We are living today in an extremely difficult and totally unforeseen moment. The world is facing the pandemic of the new coronavirus and is asking all of us to go into social isolation. Faced with these circumstances, we know that for many artists, in addition to the health dangers, this is also a crisis from a financial point of view. For this reason, the PIPA Institute decided to allocate an emergency grant of R$50,000 to support and encourage artists. “PIPA at home”, which received works from April 10 to 20, 2020, is a virtual exhibition, with works that were mostly produced during social isolation. Only the 480 artists who have participated in at least one edition of the PIPA Award since 2010 were invited to this exhibition. On May 5, ten artists were selected by the PIPA Prize Council and each received R$5,000. Unfortunately it is not possible to support everyone, but it will be from the sum of independent initiatives that we will find ways to face the crisis.

Meet the selected artists:

– Agrade Camíz

– Armando Queiroz

– Castiel Vitorinno Brasileiro

– Denilson Baniwa

– Grupo EmpreZa

– Isaias Salles (Ibã Huni Kuin)

– Jaider Esbell

– max wíllà moraes

– Moisés Patrício

– Renan Cepeda

Read the full “PIPA at home” notice by clicking here.

And see below the virtual exhibition, which remains on the website indefinitely, as a record of the pandemic. The 126 artists who participated are in alphabetical order.

Click on the images to enlarge.

Adriana Vignoli

Artist nominated for the PIPA Award 2016

“In 2017, in a scientific magazine, I remember reading about “two distant black holes that spiraled around each other in a deadly dance until they merged”. In 2015, these disturbances arrive on Earth. The distance from these holes to our planet is 1 billion light years. The impact of such an event was so great that I made notes and drawings of the event, as they provoked me to reflect on how such distant phenomena reach us and affect us. Life goes on. Being an artist and a mother requires strength and, in times of COVID-19, the atmosphere asks, above all, for harmony. Everything contaminates everything. Meanwhile, the seed grows seeking light from space. Perhaps a possibility of dissolving new frontiers of contemporary sculpture is through organic and non-organic substances arising from geometries of nature, and spontaneous, arising from the unpredictability of life. These transubstantiations could cross imaginary spaces and interact, in some way, with everyday life. For idea and energy to amalgamate, one thing touches the other. The avocado seed was born at home and has been growing in the sculpture for almost exactly two months. Little by little, I am inserting new elements and beings into the work. Until then, they have lived together in harmony. When I wake up every day, there is something different happening in this space”.

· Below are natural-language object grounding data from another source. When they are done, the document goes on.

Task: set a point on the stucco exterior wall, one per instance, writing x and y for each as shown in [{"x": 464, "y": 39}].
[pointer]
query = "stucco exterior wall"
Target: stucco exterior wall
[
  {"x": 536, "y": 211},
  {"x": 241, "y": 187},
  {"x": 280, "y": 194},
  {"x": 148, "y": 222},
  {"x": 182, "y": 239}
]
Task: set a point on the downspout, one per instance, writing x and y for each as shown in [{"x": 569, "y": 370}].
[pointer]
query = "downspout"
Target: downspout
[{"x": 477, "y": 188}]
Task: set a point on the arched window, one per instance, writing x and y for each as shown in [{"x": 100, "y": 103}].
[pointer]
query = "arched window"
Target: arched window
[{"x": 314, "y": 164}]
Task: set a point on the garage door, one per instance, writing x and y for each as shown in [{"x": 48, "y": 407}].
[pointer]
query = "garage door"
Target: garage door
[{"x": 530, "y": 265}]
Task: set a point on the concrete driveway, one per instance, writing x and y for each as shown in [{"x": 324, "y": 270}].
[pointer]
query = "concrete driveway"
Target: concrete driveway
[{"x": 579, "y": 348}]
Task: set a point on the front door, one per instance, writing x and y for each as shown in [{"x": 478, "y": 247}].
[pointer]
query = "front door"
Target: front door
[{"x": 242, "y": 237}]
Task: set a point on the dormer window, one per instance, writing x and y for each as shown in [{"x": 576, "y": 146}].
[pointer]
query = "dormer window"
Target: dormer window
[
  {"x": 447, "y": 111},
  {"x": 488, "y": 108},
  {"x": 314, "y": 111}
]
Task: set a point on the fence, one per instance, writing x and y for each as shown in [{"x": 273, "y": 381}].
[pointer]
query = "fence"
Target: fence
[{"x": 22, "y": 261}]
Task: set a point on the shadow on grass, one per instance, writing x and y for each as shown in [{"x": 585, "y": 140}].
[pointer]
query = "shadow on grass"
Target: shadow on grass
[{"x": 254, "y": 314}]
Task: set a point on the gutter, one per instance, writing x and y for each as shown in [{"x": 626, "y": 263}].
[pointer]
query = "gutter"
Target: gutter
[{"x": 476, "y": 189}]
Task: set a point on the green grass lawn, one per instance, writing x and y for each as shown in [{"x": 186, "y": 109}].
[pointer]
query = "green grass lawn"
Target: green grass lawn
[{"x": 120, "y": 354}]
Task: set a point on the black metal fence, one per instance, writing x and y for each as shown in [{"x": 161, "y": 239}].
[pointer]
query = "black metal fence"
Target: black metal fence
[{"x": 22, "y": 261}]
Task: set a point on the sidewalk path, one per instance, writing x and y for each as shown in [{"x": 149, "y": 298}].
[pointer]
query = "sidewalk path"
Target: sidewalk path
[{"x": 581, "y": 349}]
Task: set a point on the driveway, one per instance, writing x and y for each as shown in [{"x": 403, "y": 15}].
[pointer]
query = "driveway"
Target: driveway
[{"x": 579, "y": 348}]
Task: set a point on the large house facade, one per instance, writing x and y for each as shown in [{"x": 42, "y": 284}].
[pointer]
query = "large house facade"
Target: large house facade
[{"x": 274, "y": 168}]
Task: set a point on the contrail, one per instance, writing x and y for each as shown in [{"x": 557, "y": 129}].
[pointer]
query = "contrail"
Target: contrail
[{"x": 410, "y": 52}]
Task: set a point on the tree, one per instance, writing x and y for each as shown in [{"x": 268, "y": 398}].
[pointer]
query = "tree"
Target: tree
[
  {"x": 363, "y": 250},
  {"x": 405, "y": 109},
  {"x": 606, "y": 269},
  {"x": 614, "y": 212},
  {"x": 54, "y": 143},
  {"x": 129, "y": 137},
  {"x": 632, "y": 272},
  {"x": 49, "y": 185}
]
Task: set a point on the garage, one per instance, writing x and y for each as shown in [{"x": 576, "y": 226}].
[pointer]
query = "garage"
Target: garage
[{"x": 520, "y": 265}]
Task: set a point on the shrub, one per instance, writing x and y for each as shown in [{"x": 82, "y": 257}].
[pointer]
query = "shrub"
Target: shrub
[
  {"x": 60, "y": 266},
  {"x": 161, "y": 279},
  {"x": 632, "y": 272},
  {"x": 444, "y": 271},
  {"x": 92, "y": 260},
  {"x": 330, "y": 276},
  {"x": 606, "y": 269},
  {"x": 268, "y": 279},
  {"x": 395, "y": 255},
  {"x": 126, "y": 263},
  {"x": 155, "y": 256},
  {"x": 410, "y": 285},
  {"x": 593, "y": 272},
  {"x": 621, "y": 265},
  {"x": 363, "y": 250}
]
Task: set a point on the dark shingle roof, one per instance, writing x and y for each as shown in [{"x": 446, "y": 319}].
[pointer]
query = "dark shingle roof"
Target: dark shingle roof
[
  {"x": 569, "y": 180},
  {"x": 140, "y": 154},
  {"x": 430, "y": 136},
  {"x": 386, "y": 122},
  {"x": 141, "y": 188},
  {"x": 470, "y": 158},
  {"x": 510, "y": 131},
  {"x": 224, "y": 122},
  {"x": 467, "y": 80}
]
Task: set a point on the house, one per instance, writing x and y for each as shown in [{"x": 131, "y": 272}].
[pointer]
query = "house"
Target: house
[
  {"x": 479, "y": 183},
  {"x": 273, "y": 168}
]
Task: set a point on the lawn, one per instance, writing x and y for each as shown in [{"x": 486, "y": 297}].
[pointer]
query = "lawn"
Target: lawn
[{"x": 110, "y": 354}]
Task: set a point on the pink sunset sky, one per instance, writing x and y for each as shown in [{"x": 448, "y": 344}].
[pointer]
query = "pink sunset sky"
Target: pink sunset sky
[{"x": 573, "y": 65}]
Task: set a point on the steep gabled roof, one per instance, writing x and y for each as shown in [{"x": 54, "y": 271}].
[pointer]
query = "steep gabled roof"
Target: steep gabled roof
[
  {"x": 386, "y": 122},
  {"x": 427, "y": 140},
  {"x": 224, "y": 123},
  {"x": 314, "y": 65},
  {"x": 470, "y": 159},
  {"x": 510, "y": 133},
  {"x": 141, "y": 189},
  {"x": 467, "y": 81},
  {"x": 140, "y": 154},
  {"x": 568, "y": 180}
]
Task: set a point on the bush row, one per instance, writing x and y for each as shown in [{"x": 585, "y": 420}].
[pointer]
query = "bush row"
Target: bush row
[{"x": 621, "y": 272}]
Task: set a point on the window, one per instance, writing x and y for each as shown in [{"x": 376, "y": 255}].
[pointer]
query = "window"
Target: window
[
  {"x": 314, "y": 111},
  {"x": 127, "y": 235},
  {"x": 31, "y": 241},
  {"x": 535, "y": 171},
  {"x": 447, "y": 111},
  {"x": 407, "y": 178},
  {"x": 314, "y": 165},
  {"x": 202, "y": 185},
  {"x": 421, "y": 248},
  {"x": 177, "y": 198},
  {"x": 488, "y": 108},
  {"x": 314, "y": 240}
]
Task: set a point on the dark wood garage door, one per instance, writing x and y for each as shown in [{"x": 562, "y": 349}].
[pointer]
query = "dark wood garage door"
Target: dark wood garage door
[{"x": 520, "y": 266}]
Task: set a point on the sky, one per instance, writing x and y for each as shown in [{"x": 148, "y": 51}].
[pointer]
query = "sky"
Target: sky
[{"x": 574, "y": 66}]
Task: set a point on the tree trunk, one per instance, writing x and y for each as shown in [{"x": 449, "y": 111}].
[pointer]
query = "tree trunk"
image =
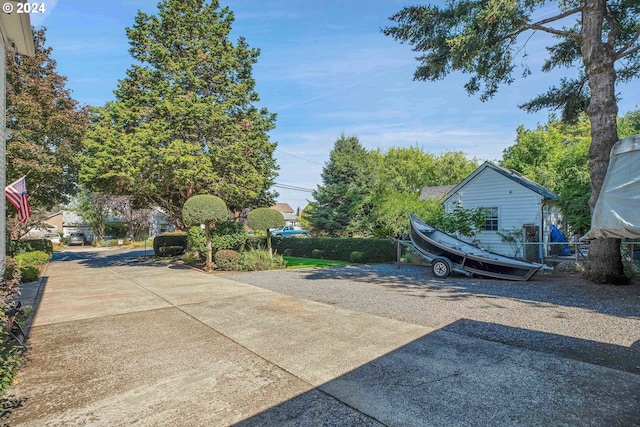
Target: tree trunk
[
  {"x": 208, "y": 266},
  {"x": 605, "y": 261}
]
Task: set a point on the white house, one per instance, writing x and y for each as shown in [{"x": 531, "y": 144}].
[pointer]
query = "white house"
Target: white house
[
  {"x": 290, "y": 216},
  {"x": 512, "y": 202},
  {"x": 16, "y": 37}
]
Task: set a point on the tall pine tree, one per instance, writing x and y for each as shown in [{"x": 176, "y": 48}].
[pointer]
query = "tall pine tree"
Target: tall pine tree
[
  {"x": 342, "y": 204},
  {"x": 184, "y": 120},
  {"x": 47, "y": 126}
]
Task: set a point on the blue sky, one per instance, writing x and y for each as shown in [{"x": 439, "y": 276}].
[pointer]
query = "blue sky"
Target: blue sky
[{"x": 325, "y": 69}]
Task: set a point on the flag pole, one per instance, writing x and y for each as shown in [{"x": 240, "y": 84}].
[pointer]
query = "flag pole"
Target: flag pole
[{"x": 3, "y": 160}]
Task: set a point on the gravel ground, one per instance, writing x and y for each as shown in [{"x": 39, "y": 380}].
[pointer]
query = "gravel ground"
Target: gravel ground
[{"x": 557, "y": 314}]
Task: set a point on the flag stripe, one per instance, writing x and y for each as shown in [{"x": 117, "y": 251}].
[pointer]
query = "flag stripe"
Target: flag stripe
[{"x": 16, "y": 194}]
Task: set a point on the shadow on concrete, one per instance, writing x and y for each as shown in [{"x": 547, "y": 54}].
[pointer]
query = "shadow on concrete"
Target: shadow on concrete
[
  {"x": 446, "y": 378},
  {"x": 98, "y": 258},
  {"x": 419, "y": 282}
]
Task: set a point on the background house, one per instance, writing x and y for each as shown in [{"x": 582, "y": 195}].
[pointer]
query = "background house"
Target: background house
[{"x": 513, "y": 202}]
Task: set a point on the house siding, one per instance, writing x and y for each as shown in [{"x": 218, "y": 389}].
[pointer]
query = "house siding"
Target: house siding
[{"x": 517, "y": 205}]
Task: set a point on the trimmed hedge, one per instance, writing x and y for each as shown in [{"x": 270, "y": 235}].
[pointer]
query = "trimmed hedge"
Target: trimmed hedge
[
  {"x": 15, "y": 247},
  {"x": 169, "y": 241},
  {"x": 31, "y": 259},
  {"x": 338, "y": 249}
]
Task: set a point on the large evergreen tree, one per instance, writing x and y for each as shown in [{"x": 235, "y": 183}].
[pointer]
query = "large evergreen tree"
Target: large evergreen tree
[
  {"x": 47, "y": 127},
  {"x": 341, "y": 204},
  {"x": 599, "y": 39},
  {"x": 184, "y": 120}
]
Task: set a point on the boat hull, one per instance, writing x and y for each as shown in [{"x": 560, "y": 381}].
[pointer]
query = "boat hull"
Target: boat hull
[{"x": 433, "y": 243}]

Laboratory glass, red earth, water, brass tube, steel cable, avocado, trapoeraba, boa constrictor and ceramic. Dimensions varied.

Agrade Camiz

2020 PIPA Award nominated artist

“Feel at home but remember you are not”, 2020
Latex, acrylic, oil pastel, dry pastel and spray on cotton canvas, 200x210cm.

Alexandre Mury

Artist nominated for the 2016 PIPA Award

“I am sending one of the works from the series I call “iconophobia”, which I started in 2015.
This one, I just finished recently (2020).The work is a photograph entitled “Saci Cafuçu”.The figure is a sculptural piece, made by me, it is part of a set of characters from Brazilian folklore. Just one of 12 sculptures made of cardboard and recycled paper. Although the sculptures are works in themselves, they will also be photographed taking the place of the performer, an artist who once dressed up as various characters. The sculpture has variable dimensions and real proportions of the human body.” The photograph is 100x66cm.

“Saci Cafuçu”,2020
Photography, 100x66cm

Amanda Melo

Artist nominated for a PIPA Award in 2010 and 2012

The Cosmographies series was initiated in December 2019 and results from a research of images collected during study and visits to megalithic monuments, relationships of the bodies with the landscape of these archaeological sites and the urban landscape. Currently the paintings have been created from images found on the internet in a displacement where the body assumes other roles. The work tends to be a set of paintings on 20x20cm canvases that will occupy a minimum space of 2x2m.